Syntax of Learning Queries

Learning Queries

LearningQuery ::=
        ExpQuantifier '(' Expression ')' '[' BoundType ']' Features? ':' PathType Expression Subjection
	  | ExpQuantifier '[' BoundType ']' Features? ':' PathType Expression Subjection
	  | ExpPrQuantifier '[' BoundType ']' Features? ':' PathType Expression Subjection

ExpQuantifier ::= ( minE | maxE )

ExpPrQuantifier ::= ( minPr | maxPr )

Features ::= '{' List '}' '->' '{' List '}'

Subjection ::=
	    // empty for no subjection
	  | under StrategyName
describes a mapping (state space partition) from a partial state to a player action. The first list maps in the discrete space (values interpreted as distinct categories) and the second list maps in continuous space (assumes distance between values: similar values yield similar cost).

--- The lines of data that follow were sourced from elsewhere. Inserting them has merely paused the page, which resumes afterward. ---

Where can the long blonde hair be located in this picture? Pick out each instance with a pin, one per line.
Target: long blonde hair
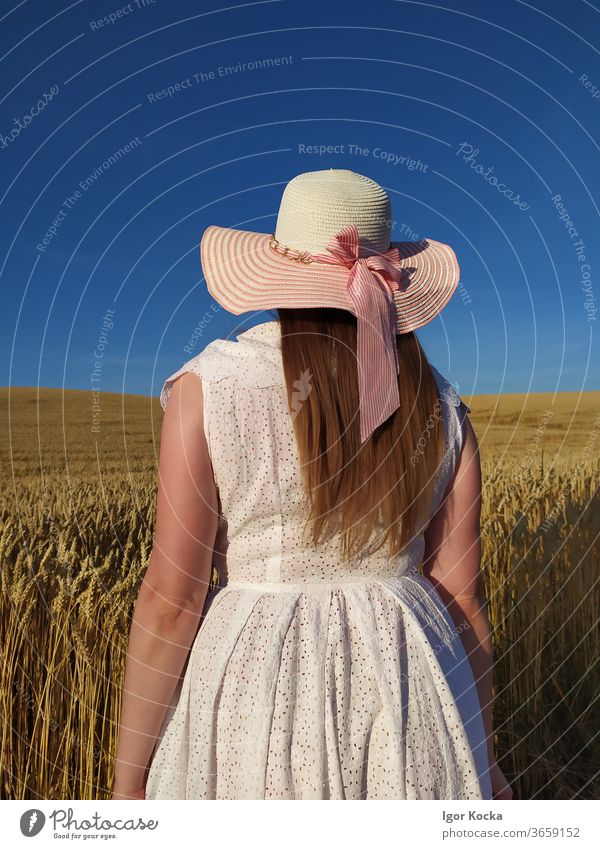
(351, 487)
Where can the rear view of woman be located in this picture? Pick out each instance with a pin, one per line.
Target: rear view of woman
(332, 476)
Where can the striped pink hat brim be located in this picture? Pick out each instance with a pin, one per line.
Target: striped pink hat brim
(243, 273)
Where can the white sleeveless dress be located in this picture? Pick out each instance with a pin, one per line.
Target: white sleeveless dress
(310, 678)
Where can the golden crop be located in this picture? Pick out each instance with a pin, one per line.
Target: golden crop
(77, 511)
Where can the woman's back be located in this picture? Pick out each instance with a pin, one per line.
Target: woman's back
(249, 432)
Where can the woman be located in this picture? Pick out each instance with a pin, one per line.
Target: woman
(327, 665)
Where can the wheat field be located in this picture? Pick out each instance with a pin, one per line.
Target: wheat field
(77, 512)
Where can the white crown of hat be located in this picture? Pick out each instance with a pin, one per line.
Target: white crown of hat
(315, 205)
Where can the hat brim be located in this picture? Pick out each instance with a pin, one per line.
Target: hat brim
(243, 273)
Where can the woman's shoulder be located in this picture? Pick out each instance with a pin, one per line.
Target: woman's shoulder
(224, 359)
(448, 392)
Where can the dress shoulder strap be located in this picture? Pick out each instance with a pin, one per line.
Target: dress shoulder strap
(453, 412)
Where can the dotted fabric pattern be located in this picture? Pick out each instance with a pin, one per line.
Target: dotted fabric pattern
(311, 677)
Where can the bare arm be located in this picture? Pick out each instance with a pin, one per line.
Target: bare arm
(452, 563)
(172, 595)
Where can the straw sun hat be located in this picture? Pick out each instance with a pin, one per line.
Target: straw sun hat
(331, 248)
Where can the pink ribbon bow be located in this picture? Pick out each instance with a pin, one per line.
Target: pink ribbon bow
(370, 283)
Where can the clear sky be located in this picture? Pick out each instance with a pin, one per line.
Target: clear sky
(481, 120)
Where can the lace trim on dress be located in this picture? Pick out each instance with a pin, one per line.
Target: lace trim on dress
(224, 358)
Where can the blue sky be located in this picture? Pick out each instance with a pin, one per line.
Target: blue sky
(472, 91)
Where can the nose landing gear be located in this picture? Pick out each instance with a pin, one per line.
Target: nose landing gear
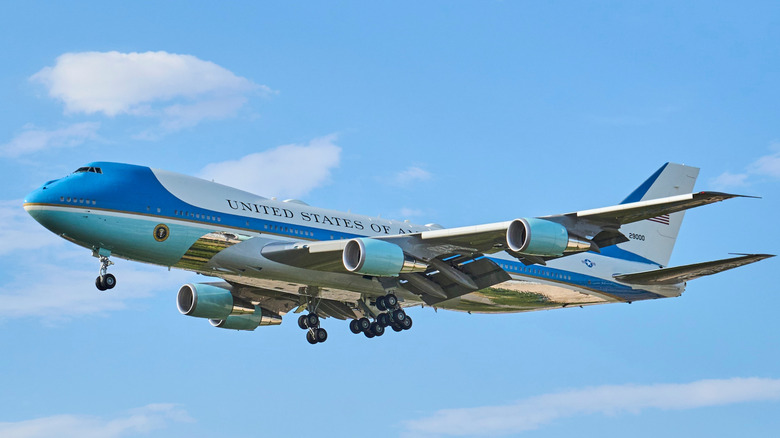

See rail road diagram for the entire LearningQuery syntax.


minE(cost) [<=10] : <> goal
learns a strategy that minimizes the expected cost expression within 10 time units or when goal predicate becomes true given that the entire system state is observable.
maxE(gain) [<=10] : <> goal
learns a strategy that maximizes the expected gain expression withing 10 time units or when goal predicate becomes true given that the entire system state is observable.

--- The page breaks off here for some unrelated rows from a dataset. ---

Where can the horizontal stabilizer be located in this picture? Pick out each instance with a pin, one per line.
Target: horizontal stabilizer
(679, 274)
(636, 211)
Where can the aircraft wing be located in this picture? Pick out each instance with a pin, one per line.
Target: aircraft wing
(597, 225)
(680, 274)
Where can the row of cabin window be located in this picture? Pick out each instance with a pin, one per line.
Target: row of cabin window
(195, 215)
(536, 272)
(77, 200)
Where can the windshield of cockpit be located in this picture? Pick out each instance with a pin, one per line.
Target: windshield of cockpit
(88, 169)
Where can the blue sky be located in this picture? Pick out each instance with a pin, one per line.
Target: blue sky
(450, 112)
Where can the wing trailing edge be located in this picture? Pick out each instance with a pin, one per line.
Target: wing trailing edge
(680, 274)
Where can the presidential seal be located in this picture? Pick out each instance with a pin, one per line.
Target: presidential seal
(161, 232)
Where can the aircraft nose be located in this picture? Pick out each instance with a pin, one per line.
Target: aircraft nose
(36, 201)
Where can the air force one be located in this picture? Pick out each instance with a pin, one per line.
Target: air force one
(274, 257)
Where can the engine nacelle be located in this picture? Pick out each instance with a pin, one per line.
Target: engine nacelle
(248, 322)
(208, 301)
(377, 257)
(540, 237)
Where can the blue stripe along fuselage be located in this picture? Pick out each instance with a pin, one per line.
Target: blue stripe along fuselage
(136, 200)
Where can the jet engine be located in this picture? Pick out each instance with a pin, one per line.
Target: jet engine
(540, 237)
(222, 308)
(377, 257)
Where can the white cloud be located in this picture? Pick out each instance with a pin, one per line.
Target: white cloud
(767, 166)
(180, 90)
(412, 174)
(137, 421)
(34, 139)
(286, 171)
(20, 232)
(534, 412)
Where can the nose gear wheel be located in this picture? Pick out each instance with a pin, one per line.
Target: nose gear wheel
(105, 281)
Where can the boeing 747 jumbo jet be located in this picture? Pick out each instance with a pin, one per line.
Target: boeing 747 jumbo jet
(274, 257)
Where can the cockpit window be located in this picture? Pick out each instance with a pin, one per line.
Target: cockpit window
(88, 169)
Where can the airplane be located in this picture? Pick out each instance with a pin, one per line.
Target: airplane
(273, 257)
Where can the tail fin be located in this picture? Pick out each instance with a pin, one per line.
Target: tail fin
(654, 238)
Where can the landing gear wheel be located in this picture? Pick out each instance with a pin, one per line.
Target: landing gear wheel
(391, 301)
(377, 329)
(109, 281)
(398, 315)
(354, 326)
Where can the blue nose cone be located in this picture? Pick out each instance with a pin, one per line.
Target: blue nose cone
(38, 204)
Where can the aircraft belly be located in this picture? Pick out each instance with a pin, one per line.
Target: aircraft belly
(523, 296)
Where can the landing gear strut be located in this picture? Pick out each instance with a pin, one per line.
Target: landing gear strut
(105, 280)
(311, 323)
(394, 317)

The goal predicate is deprecated, for best results use a predicate which stops together with the simulation bound, like t>=10, where t is a clock that is never reset.

minE(cost) [<=10] { i, j } -> { d, f } : <> goal
learns a strategy that minimizes the expected cost expression within 10 time units or when goal predicate becomes true. Where only the expressions i, j, d and f are observable. The {..} -> {..} syntax controls what is observable. On one hand, by observing only a partial state learning times can be significantly reduced and the strategy structure simplified. On the other hand, the resulting strategy is not guaranteed to converge to a optimal solution under partial observability. There are two types of observable state expressions: discrete and continuous. The discrete are specified in the first bracket and the continuous in the second: {discrete expressions} -> {continuous expressions}. By default the entire state is considered during learning.

Discrete expressions are observed as they are, i.e the query minE(cost) [<=10] { i, j } -> { } : <> goal creates a strategy by only observing the values of i and j.

Continuous expressions are discretized using online partition refinement (see Teaching Stratego to Play Ball). The query minE(cost) [<=10] { } -> { d, f } : <> goal learns a strategy based on the discretized expressions d and f.

Integers, clocks, floating points or even arbitrary expressions can be used in either type of observabilty. However we suggest caution when using floating point numbers or clocks in discrete observability.
Process locations are ignored when specifying observability unless explicitly specified using location keyword. For example Cat.location and Mouse.location refer to the locations of Cat and Mouse processes.

The learning queries are usually used together with strategy assignment and refinement explained in Strategy Queries.